Bir yeryüzü devinin gökyüzüne uzanan parmakları gibiydi.

'Bin yıldan uzun bir süredir bu 50. kata hükmeden güç... Bu muydu?

Bae Hu-ryeong'a baktım.

"Burası senin için biraz düşman değil mi?

-Hayır, hayır. Onlara karşı özel bir his beslemiyorum.

Bae Hu-ryeong kayıtsızca iddia etti.

-Sadece tek taraflı olarak benden nefret ediyorlar. Gerçekten. Aslında, oldukça mağdurum.
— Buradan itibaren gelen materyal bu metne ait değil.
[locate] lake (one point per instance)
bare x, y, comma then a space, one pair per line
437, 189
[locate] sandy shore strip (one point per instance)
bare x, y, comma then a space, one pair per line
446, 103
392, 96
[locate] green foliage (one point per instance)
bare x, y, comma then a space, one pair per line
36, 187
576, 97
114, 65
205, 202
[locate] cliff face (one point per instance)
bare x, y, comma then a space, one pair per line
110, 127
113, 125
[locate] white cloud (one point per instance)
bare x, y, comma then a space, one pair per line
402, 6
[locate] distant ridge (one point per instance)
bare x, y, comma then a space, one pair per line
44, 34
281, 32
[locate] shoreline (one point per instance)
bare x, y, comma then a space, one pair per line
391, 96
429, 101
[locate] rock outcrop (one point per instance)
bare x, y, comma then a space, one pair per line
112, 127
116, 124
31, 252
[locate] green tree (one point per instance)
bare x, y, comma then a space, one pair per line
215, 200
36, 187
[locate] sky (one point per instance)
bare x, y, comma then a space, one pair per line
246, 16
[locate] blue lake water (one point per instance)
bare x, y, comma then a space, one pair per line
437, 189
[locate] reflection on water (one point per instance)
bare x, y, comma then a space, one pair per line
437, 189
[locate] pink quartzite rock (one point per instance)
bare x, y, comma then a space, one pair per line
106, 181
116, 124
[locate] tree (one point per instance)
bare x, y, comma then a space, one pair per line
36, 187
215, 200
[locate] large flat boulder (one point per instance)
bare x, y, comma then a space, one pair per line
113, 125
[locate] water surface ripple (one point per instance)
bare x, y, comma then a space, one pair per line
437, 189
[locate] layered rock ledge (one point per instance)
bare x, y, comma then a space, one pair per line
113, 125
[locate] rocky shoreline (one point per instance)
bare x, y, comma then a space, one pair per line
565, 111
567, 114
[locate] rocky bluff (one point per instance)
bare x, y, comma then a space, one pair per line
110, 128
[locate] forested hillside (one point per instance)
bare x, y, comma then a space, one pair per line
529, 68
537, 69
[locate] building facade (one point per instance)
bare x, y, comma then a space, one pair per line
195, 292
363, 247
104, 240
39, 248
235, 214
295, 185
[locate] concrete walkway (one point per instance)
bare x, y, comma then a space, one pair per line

"...... Ama orijinal altı kuleden birini yıktığınızı söylememiş miydiniz? Bu nasıl mağdur bir insanın eylemi olabilir?'

-Bak şimdi. Bu çocuklar kasvetli, değil mi? Sürekli kuleye kapanıp araştırma yapıyorlar. Orası neredeyse küf kokuyor. Arada bir hava almalarını önermek için kulede bir delik açtım. Düşünüyorum da, bana teşekkür etmeliler. Bedavaya tadilat bile yaptım. 50'nci kattaki en zengin adamlarda hiç terbiye yok, tsk tsk.

"Daha çok ahlak yoksunu gibi görünüyorsun...

Sihirli Kule'den gelen ses şehrin dört bir yanında görkemli bir şekilde yankılanmaya devam etti. Açık havada içki içen insanlar, tezgâhlarının başındaki tüccarlar, güpegündüz zar atan serseriler, herkes günlük hayatına ara verip boş gözlerle beş kuleye baktı.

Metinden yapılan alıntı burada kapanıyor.